De heer Dittrich vroeg of rechtsextremistische gedragingen hebben geleid tot het opleggen van maatregelen. Ik weet dat de heer Dittrich het weet, maar ik ga het toch even zeggen. Het gaat hier niet over een ideologie. De wet is breed. Het gaat over gedragingen van betrokkenen en de vraag of die in verband kunnen worden gebracht met terrorisme of de ondersteuning daarvan. De nationale veiligheid moet op dit punt worden beschermd. Ik noem het toch even, ook gezien de hele behandeling en de voorbeelden. Tot nu toe hebben we vanuit één bepaalde ideologie veel voorbeelden gehad, maar daar is de wet niet op gericht. Het kan veel breder zijn. Als dat het geval is bij iemand die geïnspireerd wordt door rechts-extremisme, kan aan die persoon natuurlijk een van deze maatregelen worden opgelegd. Het is tot dusver niet het geval geweest. Dat wil niet zeggen dat het in de toekomst niet zal gebeuren. Ik denk dat het een hele belangrijke vraag is, want het rechts-extremisme heeft onze grote zorg. We zien dat in alle analyses. Het is goed om extra te bevestigen dat deze wet daar ook zal gelden.

De heer Janssen zegt: deelt de minister de opvatting dat de wet zonder jihadistische dreiging nooit tot stand zou zijn gekomen?

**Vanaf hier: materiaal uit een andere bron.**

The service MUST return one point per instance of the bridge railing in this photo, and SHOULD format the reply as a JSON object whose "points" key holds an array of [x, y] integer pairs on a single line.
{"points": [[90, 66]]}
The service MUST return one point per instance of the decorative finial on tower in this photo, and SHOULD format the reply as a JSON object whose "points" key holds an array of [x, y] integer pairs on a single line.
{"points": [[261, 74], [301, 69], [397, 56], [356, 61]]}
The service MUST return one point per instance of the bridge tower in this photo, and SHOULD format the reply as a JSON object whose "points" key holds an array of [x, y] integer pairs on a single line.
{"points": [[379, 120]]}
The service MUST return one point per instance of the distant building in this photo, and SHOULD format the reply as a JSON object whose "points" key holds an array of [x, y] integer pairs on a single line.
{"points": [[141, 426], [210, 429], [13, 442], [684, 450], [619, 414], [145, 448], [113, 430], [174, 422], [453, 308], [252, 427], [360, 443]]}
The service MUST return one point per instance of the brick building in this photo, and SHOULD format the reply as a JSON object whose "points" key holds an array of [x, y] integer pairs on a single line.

Zoals gezegd is de wet ideologieneutraal. Het maakt ons niet uit. Het gaat erom of de gedragingen gevaarlijk zijn voor onze nationale veiligheid. De wet vloeit wel voort uit het actieprogramma Integrale Aanpak Jihadisme. Dat is duidelijk. Het jihadisme was toentertijd de grootste dreiging voor onze nationale veiligheid. Ook nu is dat nog het geval, aldus het Dreigingsbeeld Terrorisme Nederland. Dat zou ik wel willen benadrukken: het is niet weg, het is echt niet weg. Dat betekent niet dat de tijdelijke wet alleen gericht is op jihadisme. We zorgen er wel voor dat we alert en flexibel blijven en dat we ons vooral richten op de dreiging voor de nationale veiligheid en ons niet blindstaren op één ideologie. Dat moet je nooit doen.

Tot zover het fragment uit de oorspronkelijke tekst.